Wednesday, October 17th, 2:00PM - 5:30PM (3:30PM-4:00 Coffee break), Tutorial 5: Exploiting Operational Profile Data for Continuous Dependability Assessment in DevOps

Speakers: Alberto Avritzer (Esulabsolutions, Inc., USA) and André van Hoorn (University of Stuttgart, Germany)

Abstract

DevOps is an emerging software engineering paradigm that aims for fast feedback cycles between software changes in development and bringing these changes into production. Apart from cultural and organizational changes, DevOps employs a high degree of automation, cloud technologies, and tailored architectural styles such as microservices. The increased development speed and complexity impose various challenges to dependability assessment. However, this context also provides great opportunities, such as, enabling access to extensive operational data obtained from continuous monitoring in production, which is a core DevOps principle. The goal of this tutorial is to provide an overview of challenges and approaches for dependability assessment in the context of DevOps and microservices. Specifically, the tutorial presents dependability assessment approaches that employ operational data obtained from production-level application performance management (APM) tools, giving access to operational workload profiles, architectural information, failure models, and security intrusions. This data are used to automatically create and configure dependability assessments based on models, load tests, and resilience benchmarks. The focus of this tutorial is on approaches that employ production usage, because these approaches provide more accurate recommendations for microservice architecture dependability assessment than approaches that do not consider production usage. The tutorial prsents an overview of (1) the state-of-the-art approaches for obtaining operational data from production systems using APM tools, (2) the challenges of dependability for DevOps and microservices, and (3) selected approaches based on operational data to assess dependability. The dependability focus of this tutorial is on scalability, resilience, survivability, and security. Particularly, we present a demo of the automated approach for the evaluation of a domain-based scalability and security metric assessment that is based on the microservice architecture ability to satisfy the performance requirement under load and/or intrusions. The approach is illustrated by presenting experimental results using a benchmark microservice architecture.

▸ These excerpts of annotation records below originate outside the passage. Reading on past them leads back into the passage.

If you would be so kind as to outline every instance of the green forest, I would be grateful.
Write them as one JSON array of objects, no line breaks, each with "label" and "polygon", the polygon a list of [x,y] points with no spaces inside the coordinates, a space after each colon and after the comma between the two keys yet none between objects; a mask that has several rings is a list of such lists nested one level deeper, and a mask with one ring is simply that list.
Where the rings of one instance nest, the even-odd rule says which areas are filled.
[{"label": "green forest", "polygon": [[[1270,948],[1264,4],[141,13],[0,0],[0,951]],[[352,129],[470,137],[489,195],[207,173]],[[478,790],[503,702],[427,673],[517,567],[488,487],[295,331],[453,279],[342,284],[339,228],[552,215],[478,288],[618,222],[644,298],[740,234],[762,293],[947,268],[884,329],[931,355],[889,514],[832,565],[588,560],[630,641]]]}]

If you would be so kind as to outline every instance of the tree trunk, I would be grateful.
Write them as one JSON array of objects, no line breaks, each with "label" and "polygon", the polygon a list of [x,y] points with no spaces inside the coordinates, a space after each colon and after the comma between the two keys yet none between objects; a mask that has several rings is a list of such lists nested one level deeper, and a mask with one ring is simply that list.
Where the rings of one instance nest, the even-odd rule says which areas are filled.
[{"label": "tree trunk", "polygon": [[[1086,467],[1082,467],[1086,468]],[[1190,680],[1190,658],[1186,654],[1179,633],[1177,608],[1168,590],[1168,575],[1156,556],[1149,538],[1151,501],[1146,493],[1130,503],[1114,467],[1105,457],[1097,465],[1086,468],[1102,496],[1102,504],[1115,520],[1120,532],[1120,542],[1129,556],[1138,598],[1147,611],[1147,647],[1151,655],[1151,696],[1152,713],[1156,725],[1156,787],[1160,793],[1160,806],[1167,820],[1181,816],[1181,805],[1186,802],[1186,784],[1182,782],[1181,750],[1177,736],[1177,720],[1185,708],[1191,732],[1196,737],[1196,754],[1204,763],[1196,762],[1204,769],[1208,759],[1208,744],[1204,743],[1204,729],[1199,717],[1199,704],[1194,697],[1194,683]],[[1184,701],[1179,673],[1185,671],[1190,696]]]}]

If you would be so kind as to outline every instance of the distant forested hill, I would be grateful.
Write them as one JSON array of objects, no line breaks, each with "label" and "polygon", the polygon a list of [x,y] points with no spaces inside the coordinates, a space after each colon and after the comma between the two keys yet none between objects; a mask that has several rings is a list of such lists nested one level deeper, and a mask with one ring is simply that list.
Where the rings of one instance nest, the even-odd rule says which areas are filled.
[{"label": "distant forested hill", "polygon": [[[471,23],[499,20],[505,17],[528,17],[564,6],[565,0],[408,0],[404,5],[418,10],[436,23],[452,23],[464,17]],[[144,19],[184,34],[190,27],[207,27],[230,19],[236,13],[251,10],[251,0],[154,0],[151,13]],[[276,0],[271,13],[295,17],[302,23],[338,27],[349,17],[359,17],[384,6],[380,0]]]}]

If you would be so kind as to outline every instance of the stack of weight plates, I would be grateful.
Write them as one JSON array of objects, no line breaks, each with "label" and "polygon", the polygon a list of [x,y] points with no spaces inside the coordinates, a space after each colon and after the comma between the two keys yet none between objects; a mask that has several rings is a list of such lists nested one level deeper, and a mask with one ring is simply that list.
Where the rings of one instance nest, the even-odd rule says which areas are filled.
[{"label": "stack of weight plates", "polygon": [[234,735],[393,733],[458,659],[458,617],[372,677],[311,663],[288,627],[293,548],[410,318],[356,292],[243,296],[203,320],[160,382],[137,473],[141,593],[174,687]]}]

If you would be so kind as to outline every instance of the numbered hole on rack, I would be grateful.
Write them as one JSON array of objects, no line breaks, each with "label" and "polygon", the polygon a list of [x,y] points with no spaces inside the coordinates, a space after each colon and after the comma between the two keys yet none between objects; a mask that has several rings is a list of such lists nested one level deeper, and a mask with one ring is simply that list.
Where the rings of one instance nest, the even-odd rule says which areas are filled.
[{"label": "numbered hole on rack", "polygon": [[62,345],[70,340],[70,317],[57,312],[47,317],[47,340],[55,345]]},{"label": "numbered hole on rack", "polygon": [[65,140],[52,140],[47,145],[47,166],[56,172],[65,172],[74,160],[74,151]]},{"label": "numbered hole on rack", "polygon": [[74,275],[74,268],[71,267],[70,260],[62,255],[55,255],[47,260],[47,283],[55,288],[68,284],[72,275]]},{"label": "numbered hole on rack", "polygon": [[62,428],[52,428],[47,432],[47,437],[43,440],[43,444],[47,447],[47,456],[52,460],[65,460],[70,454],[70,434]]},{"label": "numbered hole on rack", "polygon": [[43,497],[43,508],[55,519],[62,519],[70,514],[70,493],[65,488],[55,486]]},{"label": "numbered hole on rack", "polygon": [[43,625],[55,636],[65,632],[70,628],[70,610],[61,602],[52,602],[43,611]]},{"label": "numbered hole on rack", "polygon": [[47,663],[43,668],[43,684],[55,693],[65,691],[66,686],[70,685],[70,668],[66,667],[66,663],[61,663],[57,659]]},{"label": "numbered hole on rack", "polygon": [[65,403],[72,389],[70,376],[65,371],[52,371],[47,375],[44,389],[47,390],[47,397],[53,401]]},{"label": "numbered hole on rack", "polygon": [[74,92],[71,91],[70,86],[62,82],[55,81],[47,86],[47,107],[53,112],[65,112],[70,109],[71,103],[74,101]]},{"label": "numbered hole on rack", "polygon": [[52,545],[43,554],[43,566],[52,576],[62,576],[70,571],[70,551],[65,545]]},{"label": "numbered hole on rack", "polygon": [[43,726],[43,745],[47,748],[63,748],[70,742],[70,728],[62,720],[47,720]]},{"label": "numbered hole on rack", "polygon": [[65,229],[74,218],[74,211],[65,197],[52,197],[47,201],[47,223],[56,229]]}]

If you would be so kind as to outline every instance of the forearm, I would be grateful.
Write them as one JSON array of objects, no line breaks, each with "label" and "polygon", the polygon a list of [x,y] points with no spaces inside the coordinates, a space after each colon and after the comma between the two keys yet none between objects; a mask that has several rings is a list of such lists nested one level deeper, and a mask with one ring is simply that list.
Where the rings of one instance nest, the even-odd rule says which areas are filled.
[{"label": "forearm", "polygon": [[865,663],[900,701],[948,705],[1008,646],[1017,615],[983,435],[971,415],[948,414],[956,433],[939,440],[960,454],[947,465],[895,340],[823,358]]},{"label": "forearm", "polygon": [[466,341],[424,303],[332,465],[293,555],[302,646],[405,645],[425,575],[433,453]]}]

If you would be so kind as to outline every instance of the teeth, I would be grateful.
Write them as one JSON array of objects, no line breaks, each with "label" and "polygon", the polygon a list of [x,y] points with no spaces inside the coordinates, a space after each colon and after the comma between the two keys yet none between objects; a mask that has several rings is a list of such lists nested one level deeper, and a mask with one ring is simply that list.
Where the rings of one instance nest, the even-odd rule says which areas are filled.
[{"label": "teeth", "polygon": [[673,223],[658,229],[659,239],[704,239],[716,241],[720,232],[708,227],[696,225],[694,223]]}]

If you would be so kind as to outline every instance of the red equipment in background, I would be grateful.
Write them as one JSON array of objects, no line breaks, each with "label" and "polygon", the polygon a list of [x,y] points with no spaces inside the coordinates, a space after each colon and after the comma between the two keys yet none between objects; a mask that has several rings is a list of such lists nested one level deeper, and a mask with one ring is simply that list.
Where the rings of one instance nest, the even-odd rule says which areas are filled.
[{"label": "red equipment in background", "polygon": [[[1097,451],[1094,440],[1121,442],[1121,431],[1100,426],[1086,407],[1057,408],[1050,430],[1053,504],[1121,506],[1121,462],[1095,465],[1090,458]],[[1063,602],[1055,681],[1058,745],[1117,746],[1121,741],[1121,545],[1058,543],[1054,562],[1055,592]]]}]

Wednesday, October 17th, 2:00PM - 5:30PM (3:30PM-4:00 Coffee break), Tutorial 6: From Software Security Assessment to Security Benchmark

Speakers: Nuno Antunes (University of Coimbra, Portugal) and Marco Vieira  (University of Coimbra, Portugal)

Abstract

Measuring security and comparing systems according to their security is that illusory possibility that every system administrator or architect would like to have. Benchmarking is a “solved” problem in many domains, with performance benchmarks being widely adopted by industry and research, and even dependability benchmarks having already a well-established set of approaches in terms of the research community. The same is not true for security benchmarking. On the other hand, there is a wide body of techniques and tools that allow for the assessment of system security, including modeling, analysis and testing techniques, each of them applicable in their specific domain, and with specific advantages or disadvantages that makes them more or less fit to the multiple scenarios. However, comparing systems based on the output of these techniques is not so useful, as they are prepared to find problems, which are to be corrected. After these problems are corrected, what is left to us to compare? This tutorial discusses the problematic of security benchmarking from both theoretical and practical perspectives and understand why it is so much difficult to benchmark security than other quality attributes of the system. New approaches that can provide information to help selecting the best alternatives in terms of security will be discussed, as well  as many interesting open research challenges aimed at achieving security benchmarks. The tutorial will address both current research topics and engineering practice. Case studies will be presented, and future research opportunities will be identified and discussed.